Eleven years ago today everyone who is of a certain age could tell you exactly where they were and what they were feeling. September 11 will always be remembered, like the attack on Pearl Harbor, as a day when America was caught off guard by tragedy.
I was in 8th grade. I had never heard of the Twin Towers before that day. It was also picture day at school. I went to the office to call my mom and heard the secretaries talking about what had happened. I was confused. When the students were told about what had happened, there were mixed feelings. Though many of us didn't know what the Towers were, somehow we knew that this meant something big for our country. We listened to radio coverage of the aftermath. Listened as people escaped the buildings. I remember women screaming, babies crying, and a sound of mass chaos. One of my friends started crying. Her older brother had just enlisted in the Marine Corp. Though she knew he would be safe for now while he went through basic training, she also knew that eventually he would undoubtedly be sent to war.
I never thought that I would meet anyone who was in the building when it happened. I like in Michigan and had no ties to New York to speak of.
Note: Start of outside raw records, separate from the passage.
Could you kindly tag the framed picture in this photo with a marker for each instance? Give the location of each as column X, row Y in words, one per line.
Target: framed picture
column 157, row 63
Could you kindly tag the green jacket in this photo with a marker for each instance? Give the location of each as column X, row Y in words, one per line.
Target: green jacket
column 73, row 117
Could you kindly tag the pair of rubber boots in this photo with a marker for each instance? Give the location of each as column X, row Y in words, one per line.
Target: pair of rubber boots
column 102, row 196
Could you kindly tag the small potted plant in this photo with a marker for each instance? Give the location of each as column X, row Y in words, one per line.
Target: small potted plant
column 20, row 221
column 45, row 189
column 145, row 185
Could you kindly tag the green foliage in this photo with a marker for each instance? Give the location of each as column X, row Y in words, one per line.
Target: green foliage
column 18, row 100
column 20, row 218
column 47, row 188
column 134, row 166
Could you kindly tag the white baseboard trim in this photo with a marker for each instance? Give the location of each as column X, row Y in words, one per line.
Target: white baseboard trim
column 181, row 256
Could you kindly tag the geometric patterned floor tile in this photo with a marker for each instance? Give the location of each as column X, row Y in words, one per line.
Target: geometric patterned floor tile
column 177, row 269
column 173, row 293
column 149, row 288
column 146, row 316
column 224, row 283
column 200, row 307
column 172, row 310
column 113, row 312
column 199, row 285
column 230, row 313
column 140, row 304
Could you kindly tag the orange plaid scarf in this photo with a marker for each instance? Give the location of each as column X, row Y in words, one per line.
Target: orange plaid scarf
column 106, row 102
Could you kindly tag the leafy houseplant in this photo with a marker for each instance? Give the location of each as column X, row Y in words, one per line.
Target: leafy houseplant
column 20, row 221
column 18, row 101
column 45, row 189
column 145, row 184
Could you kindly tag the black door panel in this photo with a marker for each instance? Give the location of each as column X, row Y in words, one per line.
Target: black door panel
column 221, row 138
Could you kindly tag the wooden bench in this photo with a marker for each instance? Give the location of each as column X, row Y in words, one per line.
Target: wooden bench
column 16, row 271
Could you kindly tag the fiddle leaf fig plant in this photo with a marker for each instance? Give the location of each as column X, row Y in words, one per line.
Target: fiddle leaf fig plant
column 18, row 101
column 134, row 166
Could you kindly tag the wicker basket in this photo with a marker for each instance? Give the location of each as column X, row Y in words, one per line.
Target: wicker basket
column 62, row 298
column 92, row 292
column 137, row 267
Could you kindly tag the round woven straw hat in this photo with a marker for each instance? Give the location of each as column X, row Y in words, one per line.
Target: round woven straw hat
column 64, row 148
When our young adult group took a mission trip to the Bowery Mission in New York I was looking forward to visiting Ground Zero. It was still under construction when I was there, but through the fence you could see progress. I also remember a church that sits just across the road from the site that had been there for many many years. The church had sat untouched by the tragedy. Through the explosions and collapse of the buildings the church remained unharmed. It was amazing to see.
When we got back to the mission that evening, my friend and I were talking about our visit to the site with some of the men working with us in the kitchen. I will never forget, one man had a strange look on his face as we talked about the visit. Later, he came up to me and said "I was in one of the buildings that day." He had been in the basement of one of the towers when the first plane hit. He told me how he had run out of the building as fast as possible, but ran back in the help other people get out safely. I stood there in awe of his courage.
That trip changed my life in so many ways. My opinions toward those living on the street changed forever. And that is when my heart broke for those who have experienced terrible things and press on.
Please pray for the men and women who will be served by the Bowery Mission in New York City today. And also that God continues to provide so they can continue to serve the community 3 square meals a day.